Bloom’s taxonomy is a set of three hierarchical models used to classify educational learning objectives into levels of complexity and specificity. The models organize learning objectives into three different domains: Cognitive, Affective, and Sensory/Psychomotor.
Bloom’s taxonomy was developed to promote higher forms of thinking in education, such as analyzing and evaluating concepts, processes, procedures, and principles, rather than simply memorizing facts. It is a framework for educational achievement in which each level depends on the one below, often drawn as a pyramid. The model is used in instructional design primarily for creating effective learning objectives.
The foundation and first level of the pyramid is remember. This level is dependent upon learners’ ability to memorize and recall key facts and concepts.

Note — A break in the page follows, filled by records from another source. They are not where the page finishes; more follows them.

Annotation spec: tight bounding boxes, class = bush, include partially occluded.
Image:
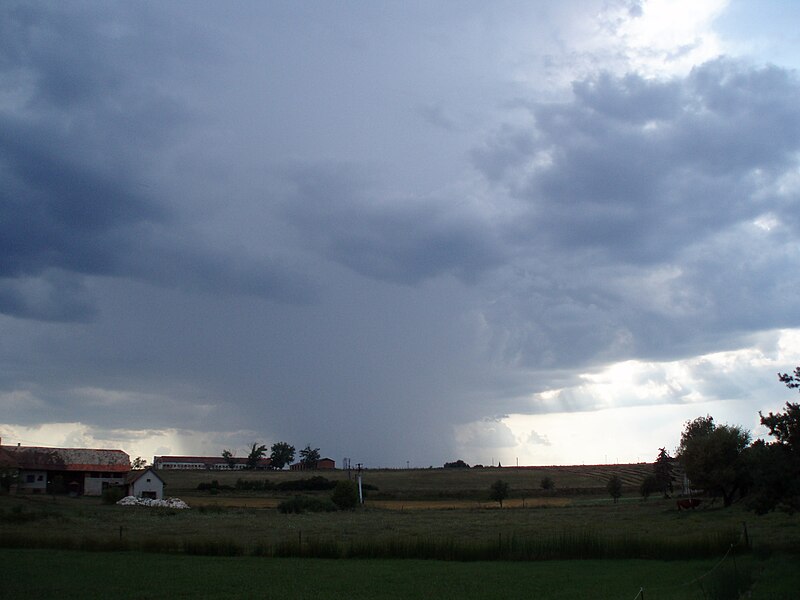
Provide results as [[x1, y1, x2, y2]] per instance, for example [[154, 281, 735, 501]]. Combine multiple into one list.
[[331, 480, 359, 510], [0, 505, 42, 523], [277, 495, 338, 514], [639, 475, 659, 500], [197, 480, 234, 492], [235, 478, 276, 491], [540, 476, 555, 491], [276, 476, 336, 492], [101, 486, 126, 504]]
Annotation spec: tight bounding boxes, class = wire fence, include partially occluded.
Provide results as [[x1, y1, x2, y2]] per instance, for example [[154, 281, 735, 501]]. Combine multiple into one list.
[[629, 528, 751, 600]]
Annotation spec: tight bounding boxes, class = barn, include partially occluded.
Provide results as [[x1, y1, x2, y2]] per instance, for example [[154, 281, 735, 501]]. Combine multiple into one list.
[[290, 457, 336, 470], [0, 444, 130, 496]]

For example, a learner may exhibit memory and retention by repeating information or memorizing key facts. One way to test learners’ ability to remember is to administer multiple-choice tests.

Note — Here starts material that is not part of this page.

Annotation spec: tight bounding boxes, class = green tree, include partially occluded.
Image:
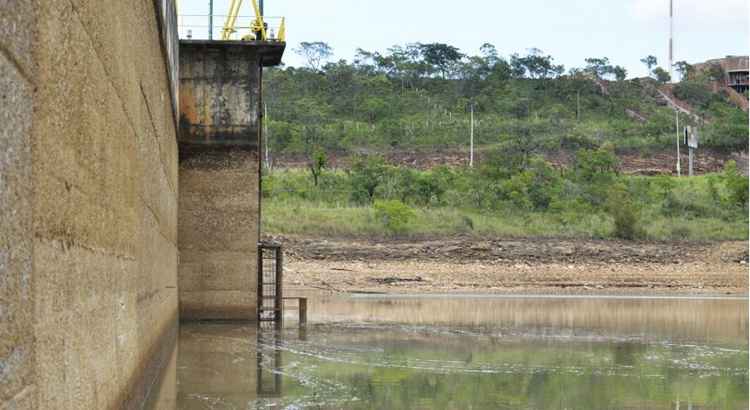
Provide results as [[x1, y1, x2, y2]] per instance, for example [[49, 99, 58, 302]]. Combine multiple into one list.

It is the first step of revised bloom taxonomy model The cognitive domain is focused on intellectual skills such as critical thinking, problem solving, and creating a knowledge base. It was the first domain created by the original group of Bloom’s researchers. The cognitive hierarchy spans from simple memorization designed to build the knowledge of learners, to creating something new based on previously-learned information. In this domain, learners are expected to progress linearly through the hierarchy, beginning at “remember” and ending at “create.”
- Sample learning outcome: Remember the names and relationships of a cast of characters in a play.
- Sample assessment/activity: A multiple-choice test designed to test the memory of learners.
- Rationale: A multiple-choice test will allow educators to see whether students have effectively memorized the given material.